Observations on Implementations

An implementation that does not support garbage collection and implements all library-calls described here as no-ops is conforming. Hence a minimal implementation is trivial. A full implementation supporting either garbage collection or more accurate leak detection requires the following additions. We are in the process of implementing the latter two, and hope to have the implementation available shortly:
  1. It must ensure that for programs obeying the restriction on safely-derived pointers are compiled such that any safely derived pointer remains visible to the garbage collector so long as it might still be dereferenced or used in a deallocation. Existing compilers already have this property for nearly all programs. Existing conservative collectors rely on it. A more careful discussion, including some performance results from a simple implementation that guarantees this property, can be found in Boehm, "Simple Garbage-Collector-Safety", PLDI 1996.
  2. declare_reachable() and undeclare_reachable() can be implemented by simply maintaining a multiset of declared reachable pointers, and making sure that this multiset is visible to the garbage collector.

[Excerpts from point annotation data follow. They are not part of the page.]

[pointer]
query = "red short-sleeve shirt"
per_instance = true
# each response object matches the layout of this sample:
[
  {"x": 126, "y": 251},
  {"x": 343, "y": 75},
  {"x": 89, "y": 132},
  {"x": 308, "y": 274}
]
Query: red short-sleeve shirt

  3. Efficient implementations of declare_no_pointers() are more challenging, but feasible. Our existing conservative collectors instead implement a facility to provide similar information when an object is allocated or, through a separate API, for roots. The interface proposed here requires the collector to distinguish between various cases, including ranges within stack-allocated objects, and does not allow the collector to segregate objects based on this kind of information. Of course the API proposed here does have the major advantage that it allows pointer layout information to be specified in the constructor instead of at allocation time, which is much more consistent with the usual C++ model.

    Our current implementation strategy is to have declare_no_pointers() simply record its arguments in a data structure that allows efficient lookup of these ranges by address. When an address range is scanned, this data structure can be consulted. For large address ranges the added cost should be minimal, since it is amortized by other scanning overhead. We expect that when scanning small ranges during garbage collection in production code, it may be too expensive to always consult this data structure. In the initial implementation, we will ignore declare_no_pointers calls made on small objects. A better long term strategy would be, for example, to consider the information only on every nth garbage collection. This might cause objects accidentally "referenced" by pointers in such regions to be temporarily retained in spite of the declare_no_pointers calls. But they would not be retained for an unbounded period of time.